| name | ingest-paper |
| description | Ingest a research paper PDF into references/<name>/ for use as source material when implementing a basin solver. Runs a fast pymupdf4llm pass first, then optionally a slow marker pass on pages where math/figure fidelity matters. Use when the user provides a paper to translate into a solver implementation. |
Paper ingestion pipeline
Status: untested in production. This pipeline has been exercised exactly once
(van-der-zander 2020, a non-optimization paper picked specifically for its mix of
pseudocode, math, and diagrams). It needs trial-by-fire on real solver papers.
When you use it, note what didn't work in references/<name>/NOTES.md — the
"Optimization ideas" section at the bottom of this skill collects those for
future iteration.
When to use
The user provides a PDF (or URL) of a paper they want to base a solver on.
Goal: produce a stable parsed artifact that we can cross-reference while
translating the paper's algorithm into Rust.
Two-stage pipeline
Stage 1: fast pass (pymupdf4llm)
Always run this first. ~1 second per paper.

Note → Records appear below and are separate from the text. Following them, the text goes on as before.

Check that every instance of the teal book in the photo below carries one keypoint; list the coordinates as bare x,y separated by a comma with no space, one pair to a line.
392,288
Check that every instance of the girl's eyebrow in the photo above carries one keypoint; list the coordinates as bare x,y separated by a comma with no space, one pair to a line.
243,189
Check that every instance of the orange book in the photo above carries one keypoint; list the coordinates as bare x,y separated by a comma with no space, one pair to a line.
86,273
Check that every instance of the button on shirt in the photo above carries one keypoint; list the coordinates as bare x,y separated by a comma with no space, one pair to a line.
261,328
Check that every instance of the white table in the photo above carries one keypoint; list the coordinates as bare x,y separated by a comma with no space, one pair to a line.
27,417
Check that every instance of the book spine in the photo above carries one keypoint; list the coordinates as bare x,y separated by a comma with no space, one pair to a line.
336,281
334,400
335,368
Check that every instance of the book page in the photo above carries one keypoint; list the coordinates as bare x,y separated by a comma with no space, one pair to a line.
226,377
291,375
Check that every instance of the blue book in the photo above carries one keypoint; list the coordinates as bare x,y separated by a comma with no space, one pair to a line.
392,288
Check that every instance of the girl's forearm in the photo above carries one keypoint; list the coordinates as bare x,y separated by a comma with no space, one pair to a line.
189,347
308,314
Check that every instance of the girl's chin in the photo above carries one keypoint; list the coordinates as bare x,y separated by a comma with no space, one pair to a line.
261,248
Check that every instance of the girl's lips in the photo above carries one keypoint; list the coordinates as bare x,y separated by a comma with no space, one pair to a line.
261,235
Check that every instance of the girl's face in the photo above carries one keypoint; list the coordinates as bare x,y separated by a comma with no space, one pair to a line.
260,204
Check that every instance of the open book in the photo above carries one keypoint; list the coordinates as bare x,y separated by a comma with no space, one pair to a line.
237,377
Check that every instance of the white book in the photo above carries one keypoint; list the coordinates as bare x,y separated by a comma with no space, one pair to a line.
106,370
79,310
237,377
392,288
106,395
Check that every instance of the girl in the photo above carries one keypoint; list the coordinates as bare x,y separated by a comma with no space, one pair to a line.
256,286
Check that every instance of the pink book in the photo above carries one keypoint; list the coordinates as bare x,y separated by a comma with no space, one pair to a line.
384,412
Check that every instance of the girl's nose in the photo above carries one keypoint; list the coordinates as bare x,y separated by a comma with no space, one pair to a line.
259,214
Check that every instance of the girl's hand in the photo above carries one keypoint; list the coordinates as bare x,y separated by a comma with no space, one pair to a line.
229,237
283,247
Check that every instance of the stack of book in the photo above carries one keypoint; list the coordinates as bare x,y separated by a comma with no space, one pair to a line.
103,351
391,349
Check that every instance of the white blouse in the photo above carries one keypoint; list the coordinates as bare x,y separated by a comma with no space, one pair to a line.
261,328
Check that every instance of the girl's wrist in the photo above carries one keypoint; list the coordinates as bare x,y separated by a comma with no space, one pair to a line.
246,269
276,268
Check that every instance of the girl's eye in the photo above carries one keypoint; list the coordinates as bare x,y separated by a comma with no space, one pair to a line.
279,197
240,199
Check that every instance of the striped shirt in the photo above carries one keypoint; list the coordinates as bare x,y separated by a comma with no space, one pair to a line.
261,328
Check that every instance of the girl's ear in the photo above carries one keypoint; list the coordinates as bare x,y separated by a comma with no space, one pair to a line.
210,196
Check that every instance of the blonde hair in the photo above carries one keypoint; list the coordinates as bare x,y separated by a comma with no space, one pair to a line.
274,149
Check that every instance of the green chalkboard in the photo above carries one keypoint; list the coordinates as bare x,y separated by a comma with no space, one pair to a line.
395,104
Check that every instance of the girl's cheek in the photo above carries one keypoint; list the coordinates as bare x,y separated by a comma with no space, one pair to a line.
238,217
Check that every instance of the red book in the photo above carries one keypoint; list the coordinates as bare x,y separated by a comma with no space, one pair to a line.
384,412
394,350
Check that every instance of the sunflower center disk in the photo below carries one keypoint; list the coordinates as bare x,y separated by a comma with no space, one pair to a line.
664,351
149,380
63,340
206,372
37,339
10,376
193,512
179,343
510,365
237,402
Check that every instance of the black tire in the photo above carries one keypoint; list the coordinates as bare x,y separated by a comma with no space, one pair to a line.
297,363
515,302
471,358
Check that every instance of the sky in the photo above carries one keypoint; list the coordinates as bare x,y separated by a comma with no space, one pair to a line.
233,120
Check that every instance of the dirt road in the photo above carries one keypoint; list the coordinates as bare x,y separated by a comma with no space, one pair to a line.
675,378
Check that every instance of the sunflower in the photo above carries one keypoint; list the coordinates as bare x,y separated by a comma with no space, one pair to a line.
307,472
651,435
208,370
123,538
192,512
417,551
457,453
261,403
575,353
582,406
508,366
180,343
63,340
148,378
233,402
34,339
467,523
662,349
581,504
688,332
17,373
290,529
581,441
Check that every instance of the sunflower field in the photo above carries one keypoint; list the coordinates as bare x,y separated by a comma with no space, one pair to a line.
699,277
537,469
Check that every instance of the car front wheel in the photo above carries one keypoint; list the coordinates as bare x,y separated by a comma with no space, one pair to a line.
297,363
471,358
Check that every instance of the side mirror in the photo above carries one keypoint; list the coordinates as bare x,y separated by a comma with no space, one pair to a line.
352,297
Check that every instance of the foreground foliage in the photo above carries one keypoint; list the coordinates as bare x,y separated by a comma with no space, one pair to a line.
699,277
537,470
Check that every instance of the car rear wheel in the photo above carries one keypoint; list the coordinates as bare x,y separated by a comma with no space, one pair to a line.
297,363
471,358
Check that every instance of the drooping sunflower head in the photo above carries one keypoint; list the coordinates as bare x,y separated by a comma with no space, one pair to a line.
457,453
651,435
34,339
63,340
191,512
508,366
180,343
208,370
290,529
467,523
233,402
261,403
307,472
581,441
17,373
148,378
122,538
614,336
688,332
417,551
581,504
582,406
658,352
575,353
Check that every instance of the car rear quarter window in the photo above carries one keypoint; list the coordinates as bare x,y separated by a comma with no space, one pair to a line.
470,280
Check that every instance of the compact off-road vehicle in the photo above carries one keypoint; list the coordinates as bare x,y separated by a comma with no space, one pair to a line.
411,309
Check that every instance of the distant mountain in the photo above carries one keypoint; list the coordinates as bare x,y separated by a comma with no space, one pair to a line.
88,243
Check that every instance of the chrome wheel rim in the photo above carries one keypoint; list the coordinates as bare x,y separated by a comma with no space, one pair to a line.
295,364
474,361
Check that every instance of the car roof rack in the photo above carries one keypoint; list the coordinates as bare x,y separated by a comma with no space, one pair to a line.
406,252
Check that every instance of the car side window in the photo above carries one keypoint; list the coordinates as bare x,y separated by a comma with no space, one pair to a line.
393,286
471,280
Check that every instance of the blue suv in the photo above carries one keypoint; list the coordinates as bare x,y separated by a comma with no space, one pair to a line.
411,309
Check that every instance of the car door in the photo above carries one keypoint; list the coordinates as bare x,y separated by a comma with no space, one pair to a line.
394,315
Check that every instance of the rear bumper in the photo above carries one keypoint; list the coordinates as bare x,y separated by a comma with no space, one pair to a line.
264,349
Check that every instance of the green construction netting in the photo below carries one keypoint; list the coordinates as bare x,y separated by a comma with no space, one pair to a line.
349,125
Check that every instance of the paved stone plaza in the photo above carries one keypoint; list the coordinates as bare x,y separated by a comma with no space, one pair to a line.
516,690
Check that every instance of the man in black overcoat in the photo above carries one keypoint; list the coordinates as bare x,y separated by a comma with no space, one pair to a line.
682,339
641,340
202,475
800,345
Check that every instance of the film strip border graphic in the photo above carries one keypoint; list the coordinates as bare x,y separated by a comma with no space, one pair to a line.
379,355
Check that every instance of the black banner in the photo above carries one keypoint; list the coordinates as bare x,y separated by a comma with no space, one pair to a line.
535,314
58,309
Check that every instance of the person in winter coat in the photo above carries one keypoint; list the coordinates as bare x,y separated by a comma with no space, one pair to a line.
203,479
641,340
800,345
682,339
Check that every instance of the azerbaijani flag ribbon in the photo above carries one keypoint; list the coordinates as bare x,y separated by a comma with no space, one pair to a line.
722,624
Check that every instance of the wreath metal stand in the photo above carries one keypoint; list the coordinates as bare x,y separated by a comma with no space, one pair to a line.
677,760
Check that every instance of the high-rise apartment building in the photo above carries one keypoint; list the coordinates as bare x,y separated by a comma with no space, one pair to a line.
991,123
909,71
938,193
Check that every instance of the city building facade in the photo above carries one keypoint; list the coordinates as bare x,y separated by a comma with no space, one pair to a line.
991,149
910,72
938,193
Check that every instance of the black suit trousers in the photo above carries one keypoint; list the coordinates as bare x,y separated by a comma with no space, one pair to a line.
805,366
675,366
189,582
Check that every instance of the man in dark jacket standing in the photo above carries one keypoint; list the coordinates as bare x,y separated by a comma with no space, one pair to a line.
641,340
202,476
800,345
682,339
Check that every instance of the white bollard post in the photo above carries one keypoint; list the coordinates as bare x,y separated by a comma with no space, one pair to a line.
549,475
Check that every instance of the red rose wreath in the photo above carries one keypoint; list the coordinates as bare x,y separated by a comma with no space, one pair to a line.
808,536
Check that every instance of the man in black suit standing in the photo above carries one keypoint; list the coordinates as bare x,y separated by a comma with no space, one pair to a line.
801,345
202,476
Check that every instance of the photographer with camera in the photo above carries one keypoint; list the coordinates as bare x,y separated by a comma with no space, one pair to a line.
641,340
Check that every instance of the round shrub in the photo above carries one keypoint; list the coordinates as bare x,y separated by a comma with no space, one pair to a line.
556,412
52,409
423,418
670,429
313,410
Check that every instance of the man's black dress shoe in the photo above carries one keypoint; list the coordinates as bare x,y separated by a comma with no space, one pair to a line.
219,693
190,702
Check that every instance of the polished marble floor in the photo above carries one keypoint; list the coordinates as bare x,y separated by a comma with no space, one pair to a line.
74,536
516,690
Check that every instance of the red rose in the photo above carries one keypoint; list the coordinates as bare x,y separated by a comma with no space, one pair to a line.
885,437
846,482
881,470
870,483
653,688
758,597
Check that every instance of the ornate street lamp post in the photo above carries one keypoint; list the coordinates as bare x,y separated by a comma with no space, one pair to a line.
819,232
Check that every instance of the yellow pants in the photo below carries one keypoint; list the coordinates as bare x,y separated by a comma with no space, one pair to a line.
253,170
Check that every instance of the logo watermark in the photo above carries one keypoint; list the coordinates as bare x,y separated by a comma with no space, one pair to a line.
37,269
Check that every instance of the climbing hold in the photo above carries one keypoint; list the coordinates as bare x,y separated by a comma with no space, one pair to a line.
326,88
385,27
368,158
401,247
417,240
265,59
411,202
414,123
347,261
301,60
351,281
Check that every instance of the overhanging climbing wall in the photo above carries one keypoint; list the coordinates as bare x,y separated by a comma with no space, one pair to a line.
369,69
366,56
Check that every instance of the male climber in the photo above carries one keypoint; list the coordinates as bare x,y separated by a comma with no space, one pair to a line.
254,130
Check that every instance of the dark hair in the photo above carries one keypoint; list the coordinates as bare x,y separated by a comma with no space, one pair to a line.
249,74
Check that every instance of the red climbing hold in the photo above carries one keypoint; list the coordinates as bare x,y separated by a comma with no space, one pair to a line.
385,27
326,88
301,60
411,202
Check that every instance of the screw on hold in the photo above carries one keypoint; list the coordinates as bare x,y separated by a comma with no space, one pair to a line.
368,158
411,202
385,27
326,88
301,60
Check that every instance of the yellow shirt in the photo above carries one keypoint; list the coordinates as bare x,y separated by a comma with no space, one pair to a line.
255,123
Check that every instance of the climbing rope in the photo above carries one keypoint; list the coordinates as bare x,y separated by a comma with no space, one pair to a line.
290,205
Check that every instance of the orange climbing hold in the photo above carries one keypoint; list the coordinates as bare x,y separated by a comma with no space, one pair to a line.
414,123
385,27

task ingest-paper PDF=<path-or-url> NAME=<slug>
If PDF is a URL, download it first into a temp path. The slug is your
choice — match the solver name you'll eventually use (lbfgs, nelder-mead,
adam, etc.).
Output:
references/<slug>/source.pdf — the PDF
references/<slug>/source.md — pymupdf4llm-parsed markdown
What this gives you: clean section headers, readable prose, intact
pseudocode, parseable bibliography.
What it loses: equations get mangled (sub/superscripts become bracket
noise like aVar[ˆτyx[z][2][]]), figures replaced with placeholders.
Hyphenation and ligatures from the source PDF mostly survive.
Stage 2: selective marker pass (only if needed)
Read source.md. If the algorithm is fully captured by the pseudocode and
prose, stop here — most solver papers don't need stage 2.
Run stage 2 only when one of these is true on a specific page:
- A derivation matters and the equations are unreadable garbage.
- A figure (e.g. trust region geometry, line search illustration) is referenced
in the algorithm description and needs to actually be visible.
- A table of constants or hyperparameters is critical and got dropped.
task ingest-paper-pages NAME=<slug> PAGES="<0-indexed-pages>"
Pages are 0-indexed (marker's convention). Examples:
PAGES="3" — just page 4 of the paper (PDF page index 3)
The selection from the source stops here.